If you’re using TDD this should very rarely, if ever, be an issue. Your test suite tests components in isolation so when you’re actually developing/debugging the code all you care about is the one class you’re testing. The implementation of dependencies will be mocks.

Right for the first part if you don’t mind of a module depend directly on another module that has the implementation, if you only want to depend on the contract then is not the case.
As for the second part, right again, if you’re on tdd. If you’re debugging a functional test, which you don’t have a test for it is easier to read a “if a the class_a else class_b” then to seek where the class comes from.

As you may see, my point is, it depends on the context. As long as you stick with a principle (could be better, could be worse) it will be fine.

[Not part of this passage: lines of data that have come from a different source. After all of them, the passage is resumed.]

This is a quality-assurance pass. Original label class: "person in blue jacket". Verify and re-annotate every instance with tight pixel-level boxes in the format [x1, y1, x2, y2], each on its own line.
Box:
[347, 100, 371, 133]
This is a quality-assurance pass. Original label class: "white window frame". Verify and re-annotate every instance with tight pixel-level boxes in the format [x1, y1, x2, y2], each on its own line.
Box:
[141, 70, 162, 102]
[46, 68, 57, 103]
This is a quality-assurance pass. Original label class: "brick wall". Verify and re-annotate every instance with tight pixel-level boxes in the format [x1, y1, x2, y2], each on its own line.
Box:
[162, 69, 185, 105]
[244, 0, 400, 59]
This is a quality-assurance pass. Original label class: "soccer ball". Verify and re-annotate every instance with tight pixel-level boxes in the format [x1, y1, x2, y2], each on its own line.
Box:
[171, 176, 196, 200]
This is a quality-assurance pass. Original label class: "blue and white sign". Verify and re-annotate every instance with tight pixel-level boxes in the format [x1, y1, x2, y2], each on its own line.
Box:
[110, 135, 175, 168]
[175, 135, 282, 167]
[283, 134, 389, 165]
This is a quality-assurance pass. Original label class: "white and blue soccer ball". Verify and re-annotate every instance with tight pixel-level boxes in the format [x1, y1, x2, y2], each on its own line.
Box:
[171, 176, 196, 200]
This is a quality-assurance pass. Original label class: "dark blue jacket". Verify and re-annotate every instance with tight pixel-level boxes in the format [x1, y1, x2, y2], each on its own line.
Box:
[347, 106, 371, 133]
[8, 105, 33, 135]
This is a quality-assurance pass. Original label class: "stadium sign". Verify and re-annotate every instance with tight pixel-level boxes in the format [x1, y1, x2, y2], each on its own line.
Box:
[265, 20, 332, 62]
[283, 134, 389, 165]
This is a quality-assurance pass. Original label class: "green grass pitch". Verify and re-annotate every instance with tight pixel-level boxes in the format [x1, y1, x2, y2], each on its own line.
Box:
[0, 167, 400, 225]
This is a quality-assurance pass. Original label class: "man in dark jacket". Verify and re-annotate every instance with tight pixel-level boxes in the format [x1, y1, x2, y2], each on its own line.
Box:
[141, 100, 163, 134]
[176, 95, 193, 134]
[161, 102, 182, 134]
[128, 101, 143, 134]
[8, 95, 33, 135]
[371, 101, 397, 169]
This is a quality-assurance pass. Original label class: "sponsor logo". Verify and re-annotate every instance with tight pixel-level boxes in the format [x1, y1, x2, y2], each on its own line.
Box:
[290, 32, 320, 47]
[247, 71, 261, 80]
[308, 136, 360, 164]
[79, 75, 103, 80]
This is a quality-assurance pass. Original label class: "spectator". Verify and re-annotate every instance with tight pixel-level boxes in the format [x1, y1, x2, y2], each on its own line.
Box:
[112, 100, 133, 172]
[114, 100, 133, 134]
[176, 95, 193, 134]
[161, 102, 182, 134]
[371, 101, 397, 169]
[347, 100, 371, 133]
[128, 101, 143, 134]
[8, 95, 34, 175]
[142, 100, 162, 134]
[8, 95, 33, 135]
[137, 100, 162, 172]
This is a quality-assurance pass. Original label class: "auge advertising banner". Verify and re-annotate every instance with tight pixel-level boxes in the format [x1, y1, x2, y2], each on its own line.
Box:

Nothing is perfect, that is a truth.

Now… for sticking with the idea of that 5000 loc class, with all those dependencies and responsibilities, is a good structure, you better have very strong arguments. Not saying that aren’t valid, but I wouldn’t put my hands on the fire for it. If you convince me, I will hire you. But that is another thread.

Anyway the original question was: Does it make sense you DI all the time? My answer is. Use it wisely.

The problem with this train of thought is that it ignores the fact that if you’re not using DI then you’re using a different approach for locating dependencies. All other methods have some pretty severe negative effects with flexibility, coupling and complexity. You must account for these in the equation when deciding which is “best”. I’ve yet to see a scenario where another approach is preferable to DI.

The negative effects of other approaches are magnified if you’re using TDD.

Thanks for the feedback. And the answer again is evasive… Sorry, it needs to be. And this article, which, for curiosity sake, I’m reading right now, explains it well.

Don’t try to do the marathon at the same speed you do the 100m. You won’t have the same stamina.

Sometimes you just have the time, or it can be overkill, or “don’t write stuff just because you have too”. Write it because you need it. Sometimes we can make it at steps. That is even the paradigm around tdd. Don’t write if you don’t have a purpose.

But I undestand what you mean. Most of the devs that I know that don’t do DI, do it because they don’t know how or are just too lazy… So must of the times are just excuses.

I’m not sure I understand this. In TDD you’d generally write the basics of the test before writing a single line of code that it relates to. You don’t write anything until you have to. In TDD it becomes more work to work around things like service locators and singletons than it is to just use DI.

Obviously for GUI components we can’t have automated tests, but the same principle applies. I can write a very basic script that loads a view/template file and pass it a mock model to test it essentially in the spirit of TDD.

@tomb you’re missing the point. You can shot one ant with a bazuka (it does implement the kill action) but is it really necessary? Isn’t the cost greater than just smashing it with your finger? Sometimes it just doesn’t pay off. You have to balance your decisions.